After the media heat has died down, Simon O’Connor, CEO Responsible Investment Association Australasia, puts the Glasgow climate talks into perspective…
If there is one thing a UN Climate Change Conference always delivers, it is bucketloads of pledges. But if we sift through the various announcements which came out of COP26 in Glasgow, has the needle on the dial shifted on climate action?
Entering into this COP, we were hurtling towards a devastating 2.7 degrees of warming by the end of the century, with many government actions and pledges falling far short of what is needed to avoid catastrophic consequences for the planet, which is limiting global warming to less than 2 degrees, and aiming for 1.5 degrees.
As we wrap up this COP, and look through the noise, commentary and media releases, a picture emerges that shows much has, indeed, changed.
Glasgow demonstrated that a net zero commitment by 2050 is now expected, however it is the progress towards 2030 targets that will be the benchmark upon which we are all judged.
Delivering emissions reductions is no longer only about national action. A big new shift is the sharp focus on the private sector playing a major role in any climate response.
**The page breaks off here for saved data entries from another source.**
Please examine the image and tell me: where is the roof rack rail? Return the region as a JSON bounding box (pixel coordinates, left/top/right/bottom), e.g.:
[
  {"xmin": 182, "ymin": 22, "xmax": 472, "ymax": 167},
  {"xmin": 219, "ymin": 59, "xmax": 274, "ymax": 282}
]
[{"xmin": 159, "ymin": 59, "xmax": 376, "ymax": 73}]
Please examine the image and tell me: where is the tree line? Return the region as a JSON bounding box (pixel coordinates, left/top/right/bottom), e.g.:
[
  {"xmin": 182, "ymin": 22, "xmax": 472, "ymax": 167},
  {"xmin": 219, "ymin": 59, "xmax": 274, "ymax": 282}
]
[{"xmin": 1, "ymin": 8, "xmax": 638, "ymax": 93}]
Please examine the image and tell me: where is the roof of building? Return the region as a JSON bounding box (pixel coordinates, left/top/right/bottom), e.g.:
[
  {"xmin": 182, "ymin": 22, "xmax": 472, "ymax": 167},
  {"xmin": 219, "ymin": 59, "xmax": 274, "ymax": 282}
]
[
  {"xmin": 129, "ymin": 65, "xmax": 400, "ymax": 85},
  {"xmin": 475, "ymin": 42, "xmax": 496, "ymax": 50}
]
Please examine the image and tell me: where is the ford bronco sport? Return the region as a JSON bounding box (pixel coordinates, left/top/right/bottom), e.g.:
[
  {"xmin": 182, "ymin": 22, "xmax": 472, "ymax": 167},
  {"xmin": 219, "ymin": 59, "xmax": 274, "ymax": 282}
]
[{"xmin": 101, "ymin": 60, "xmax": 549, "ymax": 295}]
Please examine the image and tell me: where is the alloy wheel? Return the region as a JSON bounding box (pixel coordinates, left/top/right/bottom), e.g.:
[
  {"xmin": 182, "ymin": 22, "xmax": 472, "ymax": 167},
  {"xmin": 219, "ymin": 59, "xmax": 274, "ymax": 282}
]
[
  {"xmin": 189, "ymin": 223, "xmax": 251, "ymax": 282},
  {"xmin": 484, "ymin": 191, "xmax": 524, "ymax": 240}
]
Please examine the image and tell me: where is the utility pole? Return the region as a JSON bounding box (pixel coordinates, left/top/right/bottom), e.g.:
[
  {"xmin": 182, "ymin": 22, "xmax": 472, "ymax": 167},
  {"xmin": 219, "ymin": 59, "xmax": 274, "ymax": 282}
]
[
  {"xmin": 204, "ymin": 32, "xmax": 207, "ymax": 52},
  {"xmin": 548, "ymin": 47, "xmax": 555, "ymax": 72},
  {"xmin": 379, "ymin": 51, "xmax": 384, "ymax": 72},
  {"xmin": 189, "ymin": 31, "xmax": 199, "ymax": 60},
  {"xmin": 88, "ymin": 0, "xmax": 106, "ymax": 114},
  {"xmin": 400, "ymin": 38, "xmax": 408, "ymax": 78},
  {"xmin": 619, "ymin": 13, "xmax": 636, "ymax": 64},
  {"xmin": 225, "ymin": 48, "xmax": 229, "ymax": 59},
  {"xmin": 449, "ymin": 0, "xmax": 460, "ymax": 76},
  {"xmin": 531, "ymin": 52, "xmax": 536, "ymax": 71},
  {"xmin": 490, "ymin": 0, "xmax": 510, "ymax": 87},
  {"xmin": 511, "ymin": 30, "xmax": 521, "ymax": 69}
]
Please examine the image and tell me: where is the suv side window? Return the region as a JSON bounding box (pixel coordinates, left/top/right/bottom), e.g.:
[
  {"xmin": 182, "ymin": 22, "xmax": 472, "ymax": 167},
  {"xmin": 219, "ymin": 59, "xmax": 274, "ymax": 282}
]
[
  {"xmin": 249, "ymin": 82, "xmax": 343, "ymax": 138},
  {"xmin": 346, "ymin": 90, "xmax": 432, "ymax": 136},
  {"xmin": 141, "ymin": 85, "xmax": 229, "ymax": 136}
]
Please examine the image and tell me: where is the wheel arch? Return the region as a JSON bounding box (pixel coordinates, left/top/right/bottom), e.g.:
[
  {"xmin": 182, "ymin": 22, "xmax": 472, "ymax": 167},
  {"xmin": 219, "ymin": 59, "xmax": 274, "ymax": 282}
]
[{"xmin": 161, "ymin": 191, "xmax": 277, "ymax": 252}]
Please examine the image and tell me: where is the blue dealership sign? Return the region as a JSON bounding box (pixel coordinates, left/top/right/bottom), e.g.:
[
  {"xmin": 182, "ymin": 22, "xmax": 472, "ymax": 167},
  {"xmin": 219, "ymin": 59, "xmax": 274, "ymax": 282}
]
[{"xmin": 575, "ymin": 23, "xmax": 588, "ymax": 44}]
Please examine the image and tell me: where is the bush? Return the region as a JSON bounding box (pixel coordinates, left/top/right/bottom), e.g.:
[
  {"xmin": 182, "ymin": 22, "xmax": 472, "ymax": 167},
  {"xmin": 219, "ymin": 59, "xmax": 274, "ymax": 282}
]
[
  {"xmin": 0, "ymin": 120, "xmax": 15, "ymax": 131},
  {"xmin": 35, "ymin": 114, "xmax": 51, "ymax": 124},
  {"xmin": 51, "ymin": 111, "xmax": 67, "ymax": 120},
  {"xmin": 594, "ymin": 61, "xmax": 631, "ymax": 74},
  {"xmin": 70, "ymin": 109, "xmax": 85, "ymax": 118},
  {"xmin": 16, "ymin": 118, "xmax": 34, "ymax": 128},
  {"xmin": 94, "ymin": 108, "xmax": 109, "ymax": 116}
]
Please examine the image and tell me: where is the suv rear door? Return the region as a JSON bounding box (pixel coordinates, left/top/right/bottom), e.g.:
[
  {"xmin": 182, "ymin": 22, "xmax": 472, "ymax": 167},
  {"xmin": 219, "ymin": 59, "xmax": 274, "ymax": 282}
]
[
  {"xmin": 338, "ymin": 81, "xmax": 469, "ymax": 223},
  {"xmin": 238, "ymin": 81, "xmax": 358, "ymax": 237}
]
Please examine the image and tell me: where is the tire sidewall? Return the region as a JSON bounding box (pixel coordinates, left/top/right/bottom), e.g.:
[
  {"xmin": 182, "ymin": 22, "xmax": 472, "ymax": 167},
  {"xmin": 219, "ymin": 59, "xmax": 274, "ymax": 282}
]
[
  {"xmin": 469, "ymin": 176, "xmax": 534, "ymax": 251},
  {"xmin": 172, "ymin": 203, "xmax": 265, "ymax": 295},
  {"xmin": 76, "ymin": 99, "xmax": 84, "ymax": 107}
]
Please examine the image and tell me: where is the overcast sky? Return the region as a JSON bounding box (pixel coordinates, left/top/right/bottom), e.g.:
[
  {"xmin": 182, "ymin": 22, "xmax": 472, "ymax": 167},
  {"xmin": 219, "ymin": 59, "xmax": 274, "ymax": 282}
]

The private sector stepped up in force at this COP, led, encouragingly, by the global finance community. This was most strongly demonstrated by the Glasgow Finance Alliance for Net Zero commitments, which comprises a staggering 450 finance organisations that oversee $US130 trillion in assets, who have now committed to net zero by 2050.
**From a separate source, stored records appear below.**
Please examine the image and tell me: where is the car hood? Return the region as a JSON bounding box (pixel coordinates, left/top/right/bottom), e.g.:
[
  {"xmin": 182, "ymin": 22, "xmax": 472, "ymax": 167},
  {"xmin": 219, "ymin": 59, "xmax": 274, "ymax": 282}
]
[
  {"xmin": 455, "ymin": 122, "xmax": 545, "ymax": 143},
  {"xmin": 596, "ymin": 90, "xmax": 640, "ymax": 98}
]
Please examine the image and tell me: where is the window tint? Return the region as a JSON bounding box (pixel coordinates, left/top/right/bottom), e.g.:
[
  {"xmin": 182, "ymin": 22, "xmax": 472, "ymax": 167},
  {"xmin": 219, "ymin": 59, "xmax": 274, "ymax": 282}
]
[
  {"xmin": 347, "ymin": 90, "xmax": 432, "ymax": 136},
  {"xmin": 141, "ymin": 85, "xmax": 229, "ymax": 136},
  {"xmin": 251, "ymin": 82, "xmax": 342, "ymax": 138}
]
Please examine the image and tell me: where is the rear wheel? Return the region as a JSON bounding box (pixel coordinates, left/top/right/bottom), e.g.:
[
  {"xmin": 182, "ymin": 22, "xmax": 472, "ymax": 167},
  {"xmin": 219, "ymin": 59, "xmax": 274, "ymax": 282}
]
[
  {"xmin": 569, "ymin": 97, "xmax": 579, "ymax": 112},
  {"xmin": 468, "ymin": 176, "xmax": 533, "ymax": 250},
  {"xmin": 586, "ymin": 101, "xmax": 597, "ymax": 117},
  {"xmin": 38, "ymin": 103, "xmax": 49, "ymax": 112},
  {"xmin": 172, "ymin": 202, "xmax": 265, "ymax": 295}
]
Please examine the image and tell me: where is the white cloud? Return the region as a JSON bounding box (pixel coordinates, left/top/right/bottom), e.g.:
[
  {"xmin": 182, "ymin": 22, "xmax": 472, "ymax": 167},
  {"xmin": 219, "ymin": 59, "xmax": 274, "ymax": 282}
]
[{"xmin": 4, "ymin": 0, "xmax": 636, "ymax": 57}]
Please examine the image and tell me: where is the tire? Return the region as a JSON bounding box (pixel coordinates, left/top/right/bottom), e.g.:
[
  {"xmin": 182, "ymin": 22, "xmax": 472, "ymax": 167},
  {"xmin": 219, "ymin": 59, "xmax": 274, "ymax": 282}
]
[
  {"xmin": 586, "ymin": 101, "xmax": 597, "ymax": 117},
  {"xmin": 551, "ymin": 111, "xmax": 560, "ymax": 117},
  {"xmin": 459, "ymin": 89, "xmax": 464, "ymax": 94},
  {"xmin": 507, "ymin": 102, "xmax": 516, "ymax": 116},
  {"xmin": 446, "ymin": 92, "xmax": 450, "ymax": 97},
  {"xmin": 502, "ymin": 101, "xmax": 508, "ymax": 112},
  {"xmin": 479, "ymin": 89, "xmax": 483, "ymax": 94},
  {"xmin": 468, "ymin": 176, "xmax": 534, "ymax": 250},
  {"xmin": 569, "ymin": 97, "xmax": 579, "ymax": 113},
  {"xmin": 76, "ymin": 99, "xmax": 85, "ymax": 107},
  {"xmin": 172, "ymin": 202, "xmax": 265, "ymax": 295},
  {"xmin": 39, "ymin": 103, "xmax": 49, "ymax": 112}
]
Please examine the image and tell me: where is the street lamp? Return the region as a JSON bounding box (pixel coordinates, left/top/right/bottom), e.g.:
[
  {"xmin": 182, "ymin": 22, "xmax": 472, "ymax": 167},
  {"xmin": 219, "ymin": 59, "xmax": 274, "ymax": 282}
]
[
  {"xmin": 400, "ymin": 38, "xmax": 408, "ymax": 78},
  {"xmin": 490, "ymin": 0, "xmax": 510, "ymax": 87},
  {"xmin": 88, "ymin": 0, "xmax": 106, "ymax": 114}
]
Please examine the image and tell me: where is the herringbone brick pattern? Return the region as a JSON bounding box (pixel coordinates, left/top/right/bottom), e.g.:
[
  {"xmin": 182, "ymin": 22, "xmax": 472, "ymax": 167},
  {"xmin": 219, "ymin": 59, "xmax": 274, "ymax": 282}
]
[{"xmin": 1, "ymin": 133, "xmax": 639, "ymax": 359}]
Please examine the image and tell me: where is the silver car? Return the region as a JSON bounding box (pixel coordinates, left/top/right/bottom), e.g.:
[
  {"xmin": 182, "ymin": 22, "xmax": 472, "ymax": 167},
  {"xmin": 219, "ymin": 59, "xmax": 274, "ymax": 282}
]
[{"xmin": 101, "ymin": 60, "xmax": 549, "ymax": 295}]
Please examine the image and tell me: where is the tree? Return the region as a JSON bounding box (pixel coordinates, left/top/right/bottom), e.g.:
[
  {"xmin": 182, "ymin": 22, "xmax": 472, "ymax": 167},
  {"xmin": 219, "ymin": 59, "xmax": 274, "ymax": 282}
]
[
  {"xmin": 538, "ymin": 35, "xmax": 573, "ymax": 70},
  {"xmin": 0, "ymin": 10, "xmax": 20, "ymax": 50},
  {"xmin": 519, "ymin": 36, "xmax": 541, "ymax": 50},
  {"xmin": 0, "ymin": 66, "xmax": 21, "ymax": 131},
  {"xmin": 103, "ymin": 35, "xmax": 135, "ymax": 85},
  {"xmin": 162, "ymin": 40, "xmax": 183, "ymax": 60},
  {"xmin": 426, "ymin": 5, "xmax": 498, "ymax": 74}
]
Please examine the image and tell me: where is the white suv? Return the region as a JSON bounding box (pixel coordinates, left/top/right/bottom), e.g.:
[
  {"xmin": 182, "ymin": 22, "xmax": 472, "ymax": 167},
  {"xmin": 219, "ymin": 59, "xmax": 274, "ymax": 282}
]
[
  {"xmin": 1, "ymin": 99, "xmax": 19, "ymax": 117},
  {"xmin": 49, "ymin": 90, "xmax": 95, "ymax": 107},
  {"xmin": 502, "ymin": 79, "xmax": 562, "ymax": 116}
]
Importantly, this commitment requires annual reporting on progress, and interim targets to be set. The litmus test for investors will be targets, trajectories and progress in emissions reductions now, not in 2040.
Our region is well represented in the investor cohort who joined the various pledges that underpin the GFANZ, although here there remains room for improvement. Recent research by the Aotearoa NZ Investor Coalition for Net Zero, of which RIAA is a coalition member, showed Kiwi investment organisations are starting to move to put in place such commitments, with almost all (96%) stating an intention to progress towards a net zero pledge.
The nation-state pledges were many and, in aggregate, are noteworthy as they show a shifting of focus by countries to address many important elements of climate that are essential to combating climate change, from stopping deforestation, cutting methane emissions, and committing to a transition that is fair and supports workers.
Particularly momentous was the strongest commitment yet to end the extraction and burning of coal for energy. Significantly, 190 countries signed on to the pledge to end all investment in coal power and phase out coal energy generation over coming decades. This, more than any other trend to date, places the thermal coal industry into terminal decline and comes in spite of the softening of the final Glasgow Climate Pact to commit to ‘phasing down’ coal, rather than ‘phasing out’. Semantics aside, the message is clear. Fossil fuels are clearly in decline.
So countries have moved, private sector companies have also moved, but importantly in support of all this action, we’ve also seen important regulatory and standards bodies clarify strong support for alignment to net zero that will be provide the supportive infrastructure for finance and corporate sectors to move in the right direction and measure progress.
The group of central banks and finance sector regulators under the Network for Greening the Financial Sector stepped up the clarity on their commitment to regulate and provide guidance on climate risks. This was backed up by a statement issued by Australia’s financial regulators and central bank – APRA and RBA – and follows a recent reiteration of commitment by the RBNZ.
Finally, there was the big announcement that the global accounting standards setter, the IFRS Foundation, is establishing the International Sustainability Standards Board that will bring together and set the globally consistent standards for climate and other sustainability disclosures.
This global standardisation elevates sustainability reporting to the same level of rigour as financial reporting, and will be a critical piece that enables investors to comprehensively measure and progress towards these climate commitments, among other themes.
Various pieces of the puzzle have come together at COP, setting out a clear agenda for the work required to protect humans and other lifeforms from the worst impacts of climate change. The flow on effects will
see capital flow ever more strongly towards cleaner assets, and more rapidly away from polluting assets, a momentum already under way. But perhaps most importantly, it’s become obvious that the time for action is not in two decades time, but now. We will increasingly be measured on our progress this decade and those companies and investors who can achieve the necessary reductions by 2030 will be the biggest winners.